Segundo ela, estamos vivendo a necessidade de estimular o contrário. As restrições do isolamento extremo, em especial para quem está habituado a uma rotina diária de atividades externas, associadas às notícias de um inimigo invisível e ameaçador, podem potencializar o medo, ansiedade, tristeza, depressão desesperança, desmotivação etc., podendo, inclusive, potencializar reações como, por exemplo, aumento da pressão arterial, alergias e redução da eficiência do sistema imunológico. A atenção deve ser redobrada.

Filha do psiquiatra Augusto Cury, escritor e autor da teoria da inteligência multifocal, e pós-graduada em análise do comportamento, Camila Cury alerta que a ideia da solidão é pior que a própria solidão. “Se em circunstâncias normais muitos podem estar rodeados por outras pessoas e mesmo assim se sentir solitários, para quem vive sozinho, a ideia da solidão precisa ser ainda mais emocionalmente trabalhada e combatida. E, de maneira especial, neste momento. Estamos em isolamento físico, mas não deve ser analisado como isolamento total.”



Para Camila Cury, é essencial potencializar e usar a criatividade. Buscar reinventar o espaço onde mora, fazendo caminhadas, exercícios físicos, relaxamento, no quintal ou cômodos da casa ou apartamento. Para os mais entusiastas, fazer vídeos, aprender algo novo, estimular os amigos a desafios virtuais, como criar e gravar coreografias etc... “Uma forma importante também de combater os efeitos do isolamento é ser solidário, compreendendo que muitos, mesmo desconhecidos, poderão se sentir melhores apenas recebendo palavras de conforto.”

Camila Cury avisa que, tanto para quem mora sozinho, quanto para quem conhece alguém que mora sozinho, é essencial formar uma rede de apoio virtual, e assistencial, que certamente terá impacto emocional positivo.

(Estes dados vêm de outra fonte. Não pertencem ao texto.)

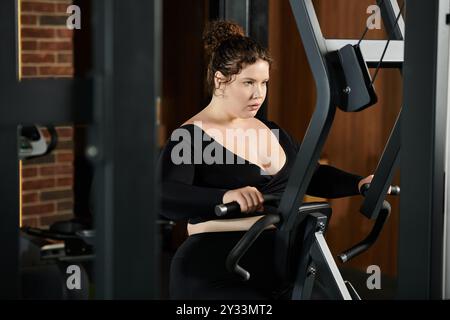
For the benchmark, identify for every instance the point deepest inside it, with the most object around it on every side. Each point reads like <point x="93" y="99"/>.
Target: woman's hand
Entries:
<point x="368" y="179"/>
<point x="249" y="199"/>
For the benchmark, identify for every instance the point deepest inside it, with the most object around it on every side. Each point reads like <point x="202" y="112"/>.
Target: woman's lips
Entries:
<point x="254" y="106"/>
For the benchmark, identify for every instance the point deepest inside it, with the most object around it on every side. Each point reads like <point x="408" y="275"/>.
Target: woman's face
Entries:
<point x="245" y="93"/>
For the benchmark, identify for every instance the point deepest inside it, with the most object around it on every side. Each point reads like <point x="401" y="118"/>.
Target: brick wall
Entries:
<point x="47" y="52"/>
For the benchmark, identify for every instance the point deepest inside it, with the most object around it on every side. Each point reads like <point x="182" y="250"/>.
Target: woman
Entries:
<point x="202" y="166"/>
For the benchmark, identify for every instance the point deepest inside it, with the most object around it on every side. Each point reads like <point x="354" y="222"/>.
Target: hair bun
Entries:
<point x="218" y="31"/>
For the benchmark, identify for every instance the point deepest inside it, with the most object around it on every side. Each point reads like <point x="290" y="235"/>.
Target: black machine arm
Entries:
<point x="245" y="243"/>
<point x="376" y="229"/>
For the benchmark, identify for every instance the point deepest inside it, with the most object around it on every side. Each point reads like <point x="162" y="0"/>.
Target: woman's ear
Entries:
<point x="219" y="81"/>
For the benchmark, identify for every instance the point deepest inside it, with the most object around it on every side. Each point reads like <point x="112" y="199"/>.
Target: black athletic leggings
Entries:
<point x="198" y="268"/>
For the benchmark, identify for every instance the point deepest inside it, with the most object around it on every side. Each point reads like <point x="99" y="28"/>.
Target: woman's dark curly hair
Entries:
<point x="229" y="50"/>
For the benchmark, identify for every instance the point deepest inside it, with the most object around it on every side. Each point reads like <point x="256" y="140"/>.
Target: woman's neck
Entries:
<point x="217" y="111"/>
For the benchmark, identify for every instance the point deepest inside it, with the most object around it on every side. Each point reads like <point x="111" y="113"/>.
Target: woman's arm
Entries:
<point x="180" y="199"/>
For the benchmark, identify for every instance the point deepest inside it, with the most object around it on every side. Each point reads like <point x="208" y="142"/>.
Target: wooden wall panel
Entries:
<point x="356" y="140"/>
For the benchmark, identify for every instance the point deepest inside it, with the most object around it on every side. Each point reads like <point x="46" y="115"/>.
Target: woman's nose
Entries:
<point x="258" y="92"/>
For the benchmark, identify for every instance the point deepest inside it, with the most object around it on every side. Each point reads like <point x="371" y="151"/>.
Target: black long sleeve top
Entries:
<point x="191" y="187"/>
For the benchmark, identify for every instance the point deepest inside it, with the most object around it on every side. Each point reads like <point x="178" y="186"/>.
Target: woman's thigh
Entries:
<point x="198" y="268"/>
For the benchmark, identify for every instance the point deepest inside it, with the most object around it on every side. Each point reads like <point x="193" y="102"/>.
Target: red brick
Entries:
<point x="65" y="58"/>
<point x="30" y="197"/>
<point x="65" y="132"/>
<point x="56" y="195"/>
<point x="28" y="19"/>
<point x="56" y="170"/>
<point x="29" y="45"/>
<point x="29" y="71"/>
<point x="37" y="33"/>
<point x="56" y="71"/>
<point x="64" y="157"/>
<point x="66" y="205"/>
<point x="38" y="184"/>
<point x="52" y="20"/>
<point x="64" y="33"/>
<point x="29" y="172"/>
<point x="37" y="7"/>
<point x="38" y="58"/>
<point x="64" y="182"/>
<point x="39" y="209"/>
<point x="55" y="45"/>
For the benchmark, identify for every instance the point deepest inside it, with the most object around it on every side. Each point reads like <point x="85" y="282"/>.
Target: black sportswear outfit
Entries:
<point x="191" y="190"/>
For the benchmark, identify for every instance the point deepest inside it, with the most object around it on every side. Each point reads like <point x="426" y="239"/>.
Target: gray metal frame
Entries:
<point x="420" y="260"/>
<point x="120" y="104"/>
<point x="126" y="89"/>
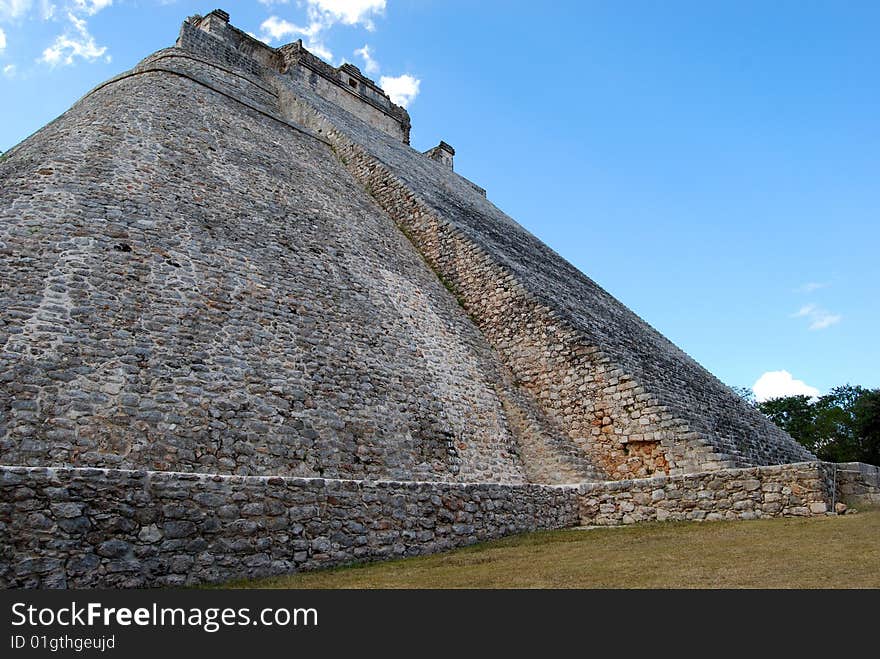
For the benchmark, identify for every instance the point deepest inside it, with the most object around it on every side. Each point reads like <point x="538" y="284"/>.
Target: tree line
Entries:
<point x="841" y="426"/>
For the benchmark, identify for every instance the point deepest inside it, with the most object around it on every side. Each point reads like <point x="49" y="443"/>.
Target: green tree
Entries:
<point x="841" y="426"/>
<point x="796" y="415"/>
<point x="867" y="426"/>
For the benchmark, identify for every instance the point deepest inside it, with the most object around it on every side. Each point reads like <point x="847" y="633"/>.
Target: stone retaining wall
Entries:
<point x="87" y="528"/>
<point x="858" y="483"/>
<point x="791" y="490"/>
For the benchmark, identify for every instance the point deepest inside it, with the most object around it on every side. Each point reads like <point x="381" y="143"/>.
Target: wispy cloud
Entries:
<point x="819" y="318"/>
<point x="370" y="64"/>
<point x="401" y="89"/>
<point x="778" y="384"/>
<point x="13" y="9"/>
<point x="73" y="43"/>
<point x="811" y="287"/>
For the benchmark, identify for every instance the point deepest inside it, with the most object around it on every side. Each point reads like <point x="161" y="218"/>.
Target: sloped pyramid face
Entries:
<point x="226" y="261"/>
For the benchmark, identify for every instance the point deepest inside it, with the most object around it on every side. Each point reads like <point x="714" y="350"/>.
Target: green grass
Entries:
<point x="825" y="552"/>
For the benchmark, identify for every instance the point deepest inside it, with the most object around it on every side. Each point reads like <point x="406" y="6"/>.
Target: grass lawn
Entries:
<point x="824" y="552"/>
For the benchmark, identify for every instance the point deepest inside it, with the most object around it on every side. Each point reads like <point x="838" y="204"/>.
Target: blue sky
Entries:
<point x="713" y="165"/>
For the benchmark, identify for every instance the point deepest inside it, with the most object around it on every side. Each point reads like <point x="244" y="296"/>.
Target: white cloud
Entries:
<point x="810" y="287"/>
<point x="349" y="12"/>
<point x="322" y="15"/>
<point x="402" y="89"/>
<point x="91" y="7"/>
<point x="12" y="9"/>
<point x="819" y="318"/>
<point x="277" y="29"/>
<point x="370" y="64"/>
<point x="776" y="384"/>
<point x="72" y="44"/>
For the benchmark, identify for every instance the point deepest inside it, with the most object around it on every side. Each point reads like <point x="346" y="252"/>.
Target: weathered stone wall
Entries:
<point x="792" y="490"/>
<point x="624" y="395"/>
<point x="97" y="528"/>
<point x="857" y="483"/>
<point x="111" y="528"/>
<point x="189" y="283"/>
<point x="222" y="43"/>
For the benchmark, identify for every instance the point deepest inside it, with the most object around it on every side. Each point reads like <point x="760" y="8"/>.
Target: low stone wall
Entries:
<point x="858" y="483"/>
<point x="84" y="528"/>
<point x="789" y="490"/>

Temos vários exemplos de parentes, amigos, vizinhos e pessoas até desconhecidas se mobilizando para dar apoio com compras para idosos ou pessoas do grupo de risco, por exemplo. A tecnologia, antes destacada como fator de isolamento para muitas pessoas e famílias, agora representa eficiente ferramenta de aproximação entre todos. Ela reforça que, por meio de ações simples de solidariedade e generosidade, da internet e das redes sociais, podemos, juntos, amenizar os efeitos da solidão.

TÉCNICAS DE CONTROLE 

Camila Cury enfatiza que é essencial aprender a gerenciar os pensamentos, porque o que se pensa incide sobre como os sentimos e as emoções agem sobre o comportamento. Portanto, a chave é focar na qualidade do que pensamos. “Augusto Cury nos mostra que podemos aplicar duas importantes técnicas de gestão da emoção. A Mesa-redonda do Eu (que consiste em fazer um autodiálogo, não sobre nossos pensamentos, mas com nossos pensamentos, analisando a qualidade dos mesmos, pensar sobre o que pensamos) e o Duvidar, Criticar e Determinar (DCD) sobre nossos pensamentos, particularmente os invasivos e negativos, dando-lhes um choque de lucidez.”

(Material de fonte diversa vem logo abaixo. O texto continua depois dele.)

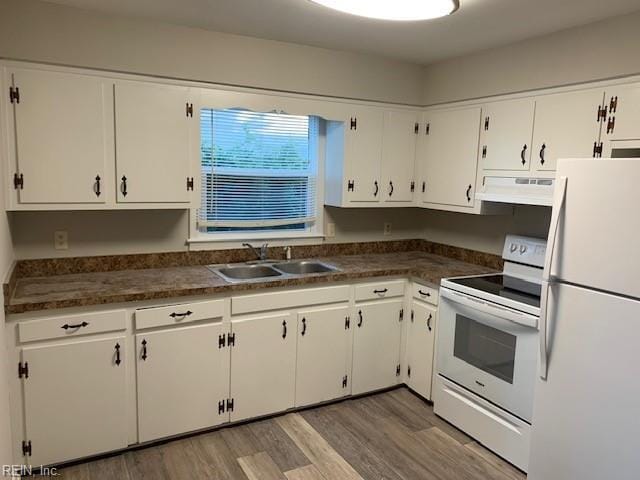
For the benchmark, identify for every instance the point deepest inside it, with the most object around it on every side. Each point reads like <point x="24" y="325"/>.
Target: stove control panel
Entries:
<point x="525" y="250"/>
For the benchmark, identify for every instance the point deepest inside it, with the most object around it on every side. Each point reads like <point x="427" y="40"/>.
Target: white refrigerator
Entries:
<point x="586" y="418"/>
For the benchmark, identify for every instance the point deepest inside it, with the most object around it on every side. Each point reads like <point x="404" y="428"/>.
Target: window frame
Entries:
<point x="198" y="240"/>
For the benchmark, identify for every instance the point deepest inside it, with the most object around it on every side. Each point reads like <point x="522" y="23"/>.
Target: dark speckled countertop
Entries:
<point x="96" y="288"/>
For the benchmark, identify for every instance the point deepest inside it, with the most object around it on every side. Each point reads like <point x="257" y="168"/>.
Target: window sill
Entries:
<point x="235" y="240"/>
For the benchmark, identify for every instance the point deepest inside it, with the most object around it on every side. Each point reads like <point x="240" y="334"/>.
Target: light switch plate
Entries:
<point x="61" y="240"/>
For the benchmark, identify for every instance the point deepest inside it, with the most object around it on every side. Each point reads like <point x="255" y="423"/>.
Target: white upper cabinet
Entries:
<point x="623" y="115"/>
<point x="63" y="135"/>
<point x="505" y="139"/>
<point x="398" y="156"/>
<point x="566" y="125"/>
<point x="447" y="156"/>
<point x="152" y="143"/>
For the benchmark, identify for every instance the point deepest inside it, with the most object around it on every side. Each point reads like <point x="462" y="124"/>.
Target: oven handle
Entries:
<point x="513" y="316"/>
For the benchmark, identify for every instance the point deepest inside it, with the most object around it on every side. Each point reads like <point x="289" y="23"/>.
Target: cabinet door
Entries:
<point x="323" y="347"/>
<point x="420" y="346"/>
<point x="398" y="156"/>
<point x="623" y="119"/>
<point x="376" y="345"/>
<point x="152" y="143"/>
<point x="63" y="130"/>
<point x="263" y="366"/>
<point x="182" y="377"/>
<point x="75" y="399"/>
<point x="448" y="154"/>
<point x="566" y="126"/>
<point x="363" y="154"/>
<point x="505" y="141"/>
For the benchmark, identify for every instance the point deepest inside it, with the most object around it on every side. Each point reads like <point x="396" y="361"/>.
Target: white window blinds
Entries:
<point x="258" y="170"/>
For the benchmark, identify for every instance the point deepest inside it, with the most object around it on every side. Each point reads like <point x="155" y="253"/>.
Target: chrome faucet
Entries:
<point x="260" y="253"/>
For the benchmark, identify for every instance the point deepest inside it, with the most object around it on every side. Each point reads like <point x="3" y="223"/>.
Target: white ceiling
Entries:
<point x="479" y="24"/>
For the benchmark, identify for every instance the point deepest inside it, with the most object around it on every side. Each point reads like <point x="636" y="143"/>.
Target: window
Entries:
<point x="259" y="171"/>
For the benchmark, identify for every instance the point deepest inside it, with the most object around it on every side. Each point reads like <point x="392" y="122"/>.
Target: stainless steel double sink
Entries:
<point x="261" y="271"/>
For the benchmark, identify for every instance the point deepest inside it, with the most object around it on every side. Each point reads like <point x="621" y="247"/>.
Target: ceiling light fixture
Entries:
<point x="400" y="10"/>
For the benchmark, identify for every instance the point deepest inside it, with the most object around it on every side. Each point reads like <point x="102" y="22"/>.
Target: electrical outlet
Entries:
<point x="61" y="240"/>
<point x="331" y="230"/>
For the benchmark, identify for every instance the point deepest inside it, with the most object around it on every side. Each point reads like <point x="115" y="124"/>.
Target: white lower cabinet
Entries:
<point x="263" y="365"/>
<point x="376" y="345"/>
<point x="420" y="346"/>
<point x="75" y="402"/>
<point x="322" y="371"/>
<point x="183" y="375"/>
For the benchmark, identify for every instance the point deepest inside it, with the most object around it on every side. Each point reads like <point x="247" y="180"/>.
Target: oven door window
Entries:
<point x="489" y="349"/>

Diante das notícias e dessa situação, por exemplo, Camila Cury explica o valor de analisar e questionar: “Pensa: 'Me desesperar vai ajudar a resolver o problema ou vai me criar mais problemas?'. Não posso decidir sobre os pensamentos que veem à minha mente, mas posso determinar o que desejo fazer com eles. Se nós não dominamos nossos pensamentos, eles assumem as rédeas e o controle de nossas emoções e comportamentos”.